Several months ago, on my way to a meeting, I heard an individual on the radio use a term I don’t recall having heard before. Specifically the individual used the term “compassion fatigue.” Since I had tuned in late to the program, I didn’t hear the full context of the speaker’s comments. From what I heard, though, the individual used this phrase to describe the fact that often people can become so overwhelmed with issues, circumstances, injustices and causes that call for a response of care and compassion, that as a result they simply shut down, tune things out, and turn more and more inward.
I suspect that for all of us there are times when we are so overwhelmed by the terrible nature of something or some things, that we become paralyzed and do nothing. In part this is understandable. As humans, we can only endure seeing so much pain or so many needs before we are overwhelmed and simply shut down for a while. On a permanent basis, I don’t know that we are able to bear the pain, the sadness and the sorrows of the world. Perhaps some of us are called and are capable of doing this—Blessed Mother Teresa comes to mind—but I wonder if this is possible for the majority of us. Sometimes we do need to simply shut down for a while. I think there is a difference, though, between those times when we shut down and do nothing, and those times when we give in completely to “compassion fatigue” and simply stop caring. When we let ourselves stop caring by telling ourselves that we can’t deal with all the pain and hardship, something is terribly wrong.
As Christians, our call and our challenge is to be the heart, the hands, the voice, and the face of Christ in our world. We may not do this well. At times we may temporarily give in to “compassion fatigue.” The one thing we cannot do, though, is let this become a permanent condition. We can’t shut our eyes to the pain and need around us. We can’t be concerned only with ourselves.
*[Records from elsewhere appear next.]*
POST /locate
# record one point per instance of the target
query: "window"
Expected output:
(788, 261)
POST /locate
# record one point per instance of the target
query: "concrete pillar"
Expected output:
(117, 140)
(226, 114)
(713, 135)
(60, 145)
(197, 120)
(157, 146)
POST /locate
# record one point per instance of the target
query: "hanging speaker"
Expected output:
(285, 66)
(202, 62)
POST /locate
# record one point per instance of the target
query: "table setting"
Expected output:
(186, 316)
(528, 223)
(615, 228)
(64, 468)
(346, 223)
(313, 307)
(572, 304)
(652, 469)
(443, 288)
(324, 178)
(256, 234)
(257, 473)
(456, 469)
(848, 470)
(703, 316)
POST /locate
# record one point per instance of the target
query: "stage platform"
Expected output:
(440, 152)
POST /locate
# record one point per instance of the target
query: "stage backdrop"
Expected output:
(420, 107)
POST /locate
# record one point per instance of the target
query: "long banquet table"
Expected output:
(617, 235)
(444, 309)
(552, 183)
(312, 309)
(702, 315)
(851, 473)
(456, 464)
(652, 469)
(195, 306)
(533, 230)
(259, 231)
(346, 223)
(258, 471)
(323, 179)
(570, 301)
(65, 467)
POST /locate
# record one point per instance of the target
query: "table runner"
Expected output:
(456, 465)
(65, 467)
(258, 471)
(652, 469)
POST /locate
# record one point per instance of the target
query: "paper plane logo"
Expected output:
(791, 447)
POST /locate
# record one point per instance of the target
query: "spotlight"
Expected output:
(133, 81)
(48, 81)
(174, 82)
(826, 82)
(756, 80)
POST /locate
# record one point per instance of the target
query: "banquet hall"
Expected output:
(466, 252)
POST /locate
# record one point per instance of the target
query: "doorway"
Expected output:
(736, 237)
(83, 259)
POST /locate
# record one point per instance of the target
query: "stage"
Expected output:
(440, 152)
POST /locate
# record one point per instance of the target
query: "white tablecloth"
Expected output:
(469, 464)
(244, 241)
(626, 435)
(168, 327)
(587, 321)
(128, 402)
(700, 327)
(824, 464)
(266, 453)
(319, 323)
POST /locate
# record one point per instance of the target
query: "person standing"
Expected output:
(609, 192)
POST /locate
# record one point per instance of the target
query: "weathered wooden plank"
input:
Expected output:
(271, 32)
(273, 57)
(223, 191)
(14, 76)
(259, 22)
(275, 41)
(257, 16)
Yes, with all the pain and hardship in the world, and indeed with all the pain and hardship that exists all around us, it would be easy to give in to “compassion fatigue” on a permanent basis. This is not an option for us as Christians, however. I believe this is the reason why this season of Lent is so important. It challenges us to see beyond ourselves to the needs of others. It calls us to be more caring and compassionate and it invites us to try harder to show and share Christ in our words and actions. We may not do this very well. (I fail at it regularly.) I also know and believe, though, that it is what we are called to do and be as followers of Jesus.
My prayer for us during this season of Lent is that it will be a time for our care and compassion to be renewed and strengthened, so that we might truly be the heart, the hands, the voice and face of Christ in our world.